Die Sonne scheint an diesem Freitagnachmittag über Bern. Im Innern des Wankdorfstadions ist es jedoch schattig und kühl. Ein Sinnbild für die momentane Gefühlslage beim Meister.
Noch vor zwei Wochen war die gelb-schwarze Welt heil. Klar, unter Raphael Wicky versprühte die Mannschaft nicht mehr den Glanz der vergangenen Meisterjahre. Die Gegner wurden nicht mehr nach Belieben dominiert. Doch die Ergebnisse stimmten. International hatte YB zumindest resultatmässig überzeugt und im Europacup überwintert. Die Super League führte man mit grossem Vorsprung an, im Cup stand man unter den letzten acht Mannschaften, das zweite Double in Folge schien realistisch.
Doch der Wind hat gedreht. Statt die Weichen im Direktduell mit Servette endgültig auf Meisterkurs zu stellen, schmolz der Vorsprung innerhalb von einer Woche auf einen Punkt. Hinzu kam das Aus im Cup-Viertelfinal mit einem blutleeren Auftritt beim Challenge-League-Leader Sion. Zu viel für die Verantwortlichen von YB. Am Montag verkündeten sie die Trennung von Trainer Raphael Wicky.
Die YB-DNA im Blut
Interimistisch bis Saisonende installierten sie Joël Magnin als Cheftrainer. "Wir brauchen jemanden, der den Schweizer Fussball kennt und der weiss, was YB stark macht", sagte Christoph Spycher, VR-Delegierter Sport bei den Young Boys.
Überrascht sei er gewesen, als das Telefon am Montag geklingelt habe, Spycher und Sportchef Steve von Bergen ihre Pläne offenlegten, sagt Magnin vier Tage nach seiner Amtseinsetzung, als sich der 52-Jährige gemeinsam mit den beiden Routiniers Fabian Lustenberger und David von Ballmoos den Fragen der Journalisten stellt. Während der Captain und der Goalie von Aufbruchstimmung sprechen und die medial verbreiteten Gerüchte über atmosphärische Störungen innerhalb der Mannschaft ins Land der Fabeln verweisen, spricht der Trainer von der YB-DNA, die man wieder auf den Platz bringen wolle.
Joël Magnin ist durch und durch Berner, obwohl er in Neuenburg geboren wurde und seine Karriere bei den Grasshoppers lancierte. 2002 kam er von Lugano zu YB und absolvierte über 150 Spiele für die Berner.
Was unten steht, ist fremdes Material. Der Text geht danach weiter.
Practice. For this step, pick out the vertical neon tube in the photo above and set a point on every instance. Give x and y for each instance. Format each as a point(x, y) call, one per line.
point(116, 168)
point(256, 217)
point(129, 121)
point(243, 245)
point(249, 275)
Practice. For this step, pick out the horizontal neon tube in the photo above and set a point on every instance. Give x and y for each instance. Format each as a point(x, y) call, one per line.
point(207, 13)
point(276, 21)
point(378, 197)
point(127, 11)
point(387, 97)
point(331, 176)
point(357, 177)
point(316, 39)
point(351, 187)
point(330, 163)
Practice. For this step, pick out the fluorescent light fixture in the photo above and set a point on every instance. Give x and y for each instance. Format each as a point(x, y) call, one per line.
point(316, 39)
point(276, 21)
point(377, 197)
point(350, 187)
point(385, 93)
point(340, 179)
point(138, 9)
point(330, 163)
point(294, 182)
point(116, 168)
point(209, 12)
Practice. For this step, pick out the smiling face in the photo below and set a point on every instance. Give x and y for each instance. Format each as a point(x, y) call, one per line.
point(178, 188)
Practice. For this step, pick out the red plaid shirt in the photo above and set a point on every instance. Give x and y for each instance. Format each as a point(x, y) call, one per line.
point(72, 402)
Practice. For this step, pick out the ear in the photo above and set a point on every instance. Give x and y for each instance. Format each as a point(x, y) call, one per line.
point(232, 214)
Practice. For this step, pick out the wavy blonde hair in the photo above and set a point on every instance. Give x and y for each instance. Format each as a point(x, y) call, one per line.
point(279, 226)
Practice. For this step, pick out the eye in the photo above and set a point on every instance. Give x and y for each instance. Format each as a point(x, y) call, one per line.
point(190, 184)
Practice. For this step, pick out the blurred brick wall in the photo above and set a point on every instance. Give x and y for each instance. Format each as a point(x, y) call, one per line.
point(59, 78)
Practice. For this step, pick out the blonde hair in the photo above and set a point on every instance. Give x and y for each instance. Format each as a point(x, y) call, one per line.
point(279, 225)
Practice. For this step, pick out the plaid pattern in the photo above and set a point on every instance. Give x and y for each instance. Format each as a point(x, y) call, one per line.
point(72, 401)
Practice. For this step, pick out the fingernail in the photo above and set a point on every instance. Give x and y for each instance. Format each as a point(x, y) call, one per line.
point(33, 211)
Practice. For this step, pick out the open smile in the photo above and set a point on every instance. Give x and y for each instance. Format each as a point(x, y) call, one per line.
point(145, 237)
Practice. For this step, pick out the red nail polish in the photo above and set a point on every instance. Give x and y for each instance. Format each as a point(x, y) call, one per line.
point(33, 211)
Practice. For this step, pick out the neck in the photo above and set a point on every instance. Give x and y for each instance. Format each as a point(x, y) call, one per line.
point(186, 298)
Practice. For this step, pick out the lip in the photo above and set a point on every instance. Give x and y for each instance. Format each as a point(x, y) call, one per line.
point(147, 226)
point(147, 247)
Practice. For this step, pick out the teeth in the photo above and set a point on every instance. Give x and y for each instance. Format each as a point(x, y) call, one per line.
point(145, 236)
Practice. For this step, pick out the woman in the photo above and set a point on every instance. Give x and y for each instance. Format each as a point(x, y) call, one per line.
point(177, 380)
Er blieb dem Verein auch nach seinem Karriereende treu, wurde Trainer im Nachwuchs und schnupperte 2013 als Co-Trainer der Profis kurz Super-League-Luft. Nach einem Abstecher zu Xamax, wo er als Cheftrainer den Abstieg aus der höchsten Spielklasse nicht verhindern konnte, und einem kurzen Intermezzo als Co-Trainer beim FC Zürich, kehrte Magnin 2022 nach Bern zurück. Seither betreute er die U21 von YB.
Ein Lückenbüsser, der Zeit verschafft
Bis im Sommer soll er bei den Young Boys nun noch retten, was zu retten ist. Sprich: den minimalen Vorsprung gegenüber Servette über die letzten zwölf Runden bringen. Dann kehrt Magnin, so haben es die Verantwortlichen klar kommuniziert, wieder ins zweite Glied zurück. Die Wahl von Spycher und Von Bergen ist YB-like. Sie ist nicht überstürzt, aber auch nicht wahnsinnig mutig, dafür umso naheliegender. Denn: Sie bringt Zeit. Zeit, die den Verantwortlichen laut eigener Aussage gefehlt hat, was nur zum Teil stimmt.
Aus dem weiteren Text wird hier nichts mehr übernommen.